Appel d’un jugement de la Cour supérieure ayant accueilli en partie une action en réclamation de dommages-intérêts pour rupture du contrat de travail et en réintégration. Accueilli en partie.

Estimant que le contrat de travail «à vie» dont il était saisi n’était pas contraire à l’ordre public et valait renonciation de l’employeur à la faculté d’y mettre un terme moyennant un préavis raisonnable, le juge de première instance a ordonné la réintégration de l’intimé dans ses fonctions, avec compensation financière, en plus de lui accorder 20 000 $ à titre de dommages non pécuniaires.
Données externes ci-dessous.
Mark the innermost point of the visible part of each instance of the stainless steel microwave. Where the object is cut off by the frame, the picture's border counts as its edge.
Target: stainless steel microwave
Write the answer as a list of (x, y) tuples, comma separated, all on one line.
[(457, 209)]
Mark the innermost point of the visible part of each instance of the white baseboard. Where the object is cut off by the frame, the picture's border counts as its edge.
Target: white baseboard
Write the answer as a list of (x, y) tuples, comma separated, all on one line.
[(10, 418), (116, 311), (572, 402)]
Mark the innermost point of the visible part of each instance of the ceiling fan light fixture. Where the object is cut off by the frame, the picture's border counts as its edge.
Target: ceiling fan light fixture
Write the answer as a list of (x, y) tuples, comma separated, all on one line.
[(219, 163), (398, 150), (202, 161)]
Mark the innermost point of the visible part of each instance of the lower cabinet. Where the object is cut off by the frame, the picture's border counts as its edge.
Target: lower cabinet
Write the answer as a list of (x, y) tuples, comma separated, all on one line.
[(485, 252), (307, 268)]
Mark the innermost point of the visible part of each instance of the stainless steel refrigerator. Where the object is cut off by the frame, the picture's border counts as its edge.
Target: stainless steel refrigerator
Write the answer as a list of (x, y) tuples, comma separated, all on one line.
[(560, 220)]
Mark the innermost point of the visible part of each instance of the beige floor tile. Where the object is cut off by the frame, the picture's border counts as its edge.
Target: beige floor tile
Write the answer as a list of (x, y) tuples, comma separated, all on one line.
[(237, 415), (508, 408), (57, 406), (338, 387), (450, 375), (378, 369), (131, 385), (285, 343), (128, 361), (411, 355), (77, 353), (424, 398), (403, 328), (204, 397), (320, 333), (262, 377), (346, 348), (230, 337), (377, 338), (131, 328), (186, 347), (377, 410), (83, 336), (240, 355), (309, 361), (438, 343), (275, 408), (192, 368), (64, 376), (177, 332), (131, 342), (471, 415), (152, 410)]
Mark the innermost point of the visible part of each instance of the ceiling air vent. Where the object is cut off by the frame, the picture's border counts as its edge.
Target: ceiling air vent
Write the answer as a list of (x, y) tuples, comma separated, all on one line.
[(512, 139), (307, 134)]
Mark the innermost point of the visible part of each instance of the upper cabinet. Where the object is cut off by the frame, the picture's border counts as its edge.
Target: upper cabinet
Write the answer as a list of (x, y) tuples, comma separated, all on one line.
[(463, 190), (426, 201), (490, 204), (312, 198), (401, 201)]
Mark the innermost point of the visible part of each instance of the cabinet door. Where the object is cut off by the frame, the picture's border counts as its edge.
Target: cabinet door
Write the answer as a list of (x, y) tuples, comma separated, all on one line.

Dans Uniprix c. Gestion Gosselin et Bérubé inc. (C.S. Can., 2017-07-28), 2017 CSC 43, SOQUIJ AZ-51412992, 2017EXP-2143, [2017] 2 R.C.S. 59, les juges majoritaires de la Cour suprême du Canada ont reconnu la légalité des contrats perpétuels, sauf lorsque le législateur l'a expressément prévu autrement, comme en matière de contrats de travail. Or, en l’espèce, les témoignages des signataires de l’entente démontrent que l’intimé ne s’obligeait pas à vie. Ils établissent également qu’il y avait eu renonciation (en contrepartie notamment de la cession par l’intimé d’une collection vidéo) à la faculté de l’employeur de résilier le contrat aux termes de l’article 2091 du Code civil du Québec (L.Q. 1991, c. 64). Dans un tel contexte, et vu notamment l’abandon par l’appelante de certains moyens de contestation, le contrat en cause ne semble pas a priori contraire à l’ordre public et la qualification de contrat sui generis auquel le juge fait référence est appropriée. En revanche, celui-ci a erré en ordonnant la réintégration de l’intimé puisque la caractère intuitu personae du contrat faisait obstacle à une telle mesure. En outre, dans le contexte où le poste de l’intimé avait été aboli, la réintégration n'offrait qu’un remède illusoire en plus de présenter des inconvénients susceptibles de la rendre peu souhaitable. Il convient donc d’intervenir à cet égard et d’accorder une indemnité appropriée, en tenant compte du principe de la réduction des dommages, l’existence d’une garantie d’emploi n’éliminant pas cette obligation. De plus, l’engagement de l’intimé de céder sa collection permet de particulariser la présente espèce eu égard aux principes normalement applicables au préavis dans le cadre de contrats de travail à durée indéterminée. Ainsi, compte tenu de l’âge de l’intimé (59 ans), de ses compétences et des difficultés qu’il éprouve à se trouver un emploi, il convient de lui accorder, jusqu’à l’atteinte de ses 65 ans, soit le 26 novembre 2030, des dommages-intérêts équivalant au salaire et aux avantages dont il a été privé depuis le 7 février 2020. Enfin, la Cour infirme la conclusion du juge quant aux dommages non pécuniaires puisqu’il en découle, dans les circonstances, une double indemnisation.

 

Texte intégral de la décision : http://citoyens.soquij.qc.ca

Le fil RSS de la Cour d'appel vous permet d'être informé des récentes mises à jour.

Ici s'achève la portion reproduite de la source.